The method of the present invention utilizes a means for detecting vibration (e.g., an accelerometer) of sufficient sensitivity to detect movement of an externally-located piece of the cell system.
The method of the present invention is a method of detecting a short incident in an electrochemical cell comprising the steps of:
(a) providing an electrochemical cell system having a cell pack and a coupling device, said coupling device being in connection with said cell pack, wherein during electrochemical cell system operation, said coupling device vibrates;
(b) providing a means for detecting vibration of said coupling device, said means for detecting vibration being rigidly affixed to said coupling device;
(c) providing a means for analyzing and monitoring vibration of said coupling device, said means for analyzing and monitoring being connected to said means for detecting vibration;
(d) operating said electrochemical cell system causing said coupling device to vibrate;
(e) detecting said vibration using said means for detecting vibration;
(f) allowing said means for detecting vibration to send a signal to said means for analyzing and monitoring vibration;
(g) continuously measuring, analyzing, and monitoring said vibration to establish a normal baseline amplitude envelope;
(h) operating said electrochemical cell system until said means for analyzing and monitoring vibration measures an amplitude excursion outside of said normal baseline amplitude envelope;
(i) sending a signal to an indicator; and
(j) discontinuing operation of said electrochemical cell.

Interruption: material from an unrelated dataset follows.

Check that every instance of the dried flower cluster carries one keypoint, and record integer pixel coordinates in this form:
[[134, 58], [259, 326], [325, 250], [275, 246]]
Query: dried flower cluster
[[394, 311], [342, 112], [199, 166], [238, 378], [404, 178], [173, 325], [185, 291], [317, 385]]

In one aspect of the present invention the coupling device is a bus bar, the means for detecting vibration is an accelerometer, and the means for analyzing and monitoring vibration is an analog-to-digital converter to a computer.
Another aspect of the present invention is a system for detecting a short incident in an electrochemical cell where the system comprises:
(a) an electrochemical cell system comprising an electrochemical cell pack;
(b) a coupling device being in connection with the cell pack;
(c) a means for detecting vibration rigidly affixed to said coupling device;
(d) a means for analyzing and monitoring vibration of said coupling device connected to said means for detecting vibration; and
(e) an indicator;
wherein said coupling device vibrates during electrochemical cell system operation, said means for detecting vibration detects said vibration and transmits a signal to said means for analyzing and monitoring vibration to establish a normal baseline amplitude envelope, and wherein when a short incident occurs the signal amplitude exceeds the normal baseline amplitude envelope which triggers said indicator and said electrochemical cell operation is discontinued.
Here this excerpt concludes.